Microsoft has fixed the way that Windows 10 updates after a customer won a $10,000 lawsuit against the company.
(CCM) — Microsoft has changed the way that Windows 10 prompts users to update their software following a slew of complaints and a lawsuit that resulted in a $10,000 settlement. Before the change, users were alerted of the available update to Windows 10 with a dialogue box; if they, then, clicked the red "X" on the box, the update was automatically scheduled for a later time without notifying the user. According to the BBC, this was because the update was given "recommended" status, usually reserved for critical security updates, and was likely a response to Microsoft's desire to hurry along the integration of Windows 10. However, it resulted in months of customer backlash, which culminated in a lawsuit filed and won by a Seattle woman that claimed that the automatic update was disruptive and had begun "without permission."

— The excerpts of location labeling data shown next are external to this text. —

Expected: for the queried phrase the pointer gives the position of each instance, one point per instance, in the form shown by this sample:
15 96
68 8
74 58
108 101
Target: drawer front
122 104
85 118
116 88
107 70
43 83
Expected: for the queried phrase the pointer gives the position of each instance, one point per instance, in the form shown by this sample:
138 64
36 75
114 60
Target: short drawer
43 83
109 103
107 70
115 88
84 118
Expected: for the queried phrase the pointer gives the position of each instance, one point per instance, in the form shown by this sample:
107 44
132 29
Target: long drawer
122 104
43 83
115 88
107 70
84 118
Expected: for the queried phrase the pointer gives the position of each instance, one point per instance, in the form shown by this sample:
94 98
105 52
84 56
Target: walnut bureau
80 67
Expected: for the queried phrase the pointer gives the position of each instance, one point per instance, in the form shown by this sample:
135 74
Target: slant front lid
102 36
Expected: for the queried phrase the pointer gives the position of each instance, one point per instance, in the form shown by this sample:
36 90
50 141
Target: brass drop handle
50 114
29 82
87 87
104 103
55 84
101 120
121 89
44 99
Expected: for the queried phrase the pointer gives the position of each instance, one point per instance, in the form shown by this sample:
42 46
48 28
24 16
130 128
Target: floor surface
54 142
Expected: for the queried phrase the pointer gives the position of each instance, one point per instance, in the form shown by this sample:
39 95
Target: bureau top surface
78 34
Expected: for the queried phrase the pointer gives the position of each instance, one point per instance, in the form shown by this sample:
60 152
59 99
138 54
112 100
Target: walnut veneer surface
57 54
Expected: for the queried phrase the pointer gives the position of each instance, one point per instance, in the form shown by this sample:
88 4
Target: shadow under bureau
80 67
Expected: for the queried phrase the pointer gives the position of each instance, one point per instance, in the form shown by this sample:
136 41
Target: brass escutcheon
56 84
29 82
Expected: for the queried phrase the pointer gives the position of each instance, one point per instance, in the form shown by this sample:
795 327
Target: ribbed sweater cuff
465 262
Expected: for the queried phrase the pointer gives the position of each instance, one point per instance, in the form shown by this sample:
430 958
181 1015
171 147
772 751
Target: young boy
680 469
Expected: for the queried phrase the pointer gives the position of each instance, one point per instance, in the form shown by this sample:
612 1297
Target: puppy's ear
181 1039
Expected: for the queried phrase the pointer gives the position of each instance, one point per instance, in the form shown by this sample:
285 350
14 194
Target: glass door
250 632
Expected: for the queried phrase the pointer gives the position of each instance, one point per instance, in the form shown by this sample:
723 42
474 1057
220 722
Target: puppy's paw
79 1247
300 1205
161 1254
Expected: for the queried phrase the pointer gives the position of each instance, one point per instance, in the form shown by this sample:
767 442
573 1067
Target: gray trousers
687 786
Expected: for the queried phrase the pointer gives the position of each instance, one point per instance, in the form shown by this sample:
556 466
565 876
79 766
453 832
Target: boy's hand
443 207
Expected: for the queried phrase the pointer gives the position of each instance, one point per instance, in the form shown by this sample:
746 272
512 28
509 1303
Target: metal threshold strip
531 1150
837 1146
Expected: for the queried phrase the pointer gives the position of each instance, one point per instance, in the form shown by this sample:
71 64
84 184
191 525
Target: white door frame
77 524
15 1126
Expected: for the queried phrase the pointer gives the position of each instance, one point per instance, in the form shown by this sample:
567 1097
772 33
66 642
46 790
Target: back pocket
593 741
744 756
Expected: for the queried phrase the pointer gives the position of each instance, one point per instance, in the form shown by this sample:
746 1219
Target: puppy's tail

In addition to the payout, Microsoft has released an emailed statement detailing the changes that it made to the way that Windows 10 prompts an update, admitting that the old way had been confusing. Executive Vice President at Windows and Devices Group Terry Myerson said, "The new experience has clearer options to upgrade now, choose a time, or decline the free offer." The company continues to push Windows 10 as better and more secure than its older operating systems despite customer concerns that it may be too heavy for their devices and that it tracks its users too closely.